Resilience Design Patterns
- Retry
Whenever we assume that an unexpected response – or no response for that matter – can be fixed by sending the request again, using the retry pattern can help. It is a very simple pattern where failed requests are retried a configurable number of times in case of a failure before the operation is marked as a failure. Retries can be an effective way to handle transient failures that occur with cross-component communication in a system. Retries can be useful in case of temporary network problems such as packet loss, internal errors of the target service, e.g. caused by an outage of a database, no or slow responses due to a large number of requests towards the target service.
- Fallback
The fallback pattern enables your service to continue the execution in case of a failed request to another service. Instead of aborting the computation because of a missing response, you fill in a fallback value.
- Timeout
The timeout pattern is pretty straightforward and many HTTP clients have a default timeout configured. The goal is to avoid unbounded waiting times for responses and thus treating every request as failed where no response was received within the timeout. Timeouts are used in almost every application to avoid requests getting stuck forever.
- Circuit breaker
In software, a circuit breaker protects your services from being spammed while already being partly unavailable due to high load. It can be implemented as a stateful software component that switches between three states: closed (requests can flow freely), open (requests are rejected without being submitted to the remote resource), and half-open (one probe request is allowed to decide whether to close the circuit again). Circuit breakers are a useful tool, especially when combined with retries, timeouts and fallbacks. The software circuit breaker prevents a partial failure from becoming a catastrophic outage. It would detect the first few failed calls and flip into a state where outbound requests are quickly refused without even attempting to call the provider. This means error responses are delivered quickly rather than incurring timeouts. The caller’s threads are thus preserved and available for other requests.
For example, Circuit Breaker Pattern has been adopted by Netflix and been established as a central part of Resilient Software Design. Netflix says that like this system fails in a safe way.
A resilient system automatically cut off failing components and reintegrate them once they are no longer failing.
Resilience is all about embracing the chaos of the real world because you cannot control it and translate this way of thinking into software architectures. Resilience design patterns are suitable for an industry where demand is constant and uncontrolled and where individual transactions can be sacrificed without catastrophic losses. This describes most web systems, especially any in the commerce, media, or social sphere.
Resilient systems embrace the idea that failures are normal. When dealing with large-scale systems, probabilities are such that 100% operational excellence is near impossible to achieve. Therefore, the normal state of operation is partial failure. While not suitable for life-critical applications, running in partially failing mode is a viable option for most web applications, from e-commerce services like Amazon.com to video-on-demand sites such as Netflix.
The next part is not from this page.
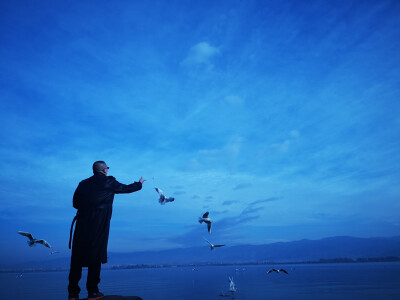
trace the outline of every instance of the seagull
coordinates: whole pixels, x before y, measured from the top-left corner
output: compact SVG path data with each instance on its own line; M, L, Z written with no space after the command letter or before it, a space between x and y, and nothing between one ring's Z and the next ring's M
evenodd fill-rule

Microservices can help make a system more resilient, depending on how you decompose your system into services and how you build each service. The question is not about how large the service is, but how large the “failure domains” are. There are two dimensions to consider. First, what services are needed for any given feature. Given a particular request, what services must be involved to fully deliver that request. The second dimension to consider is whether individual services have an easy way to handle failure in their dependencies. Resilience should be built into every service, preferably with a common framework so that monitoring and administration is simplified.
To conclude, the art of managing systems at scale lies in embracing failure and being at the edge – pushing the limits of your system and software performance almost to breaking point, yet still being able to recover. That’s what resiliency is all about.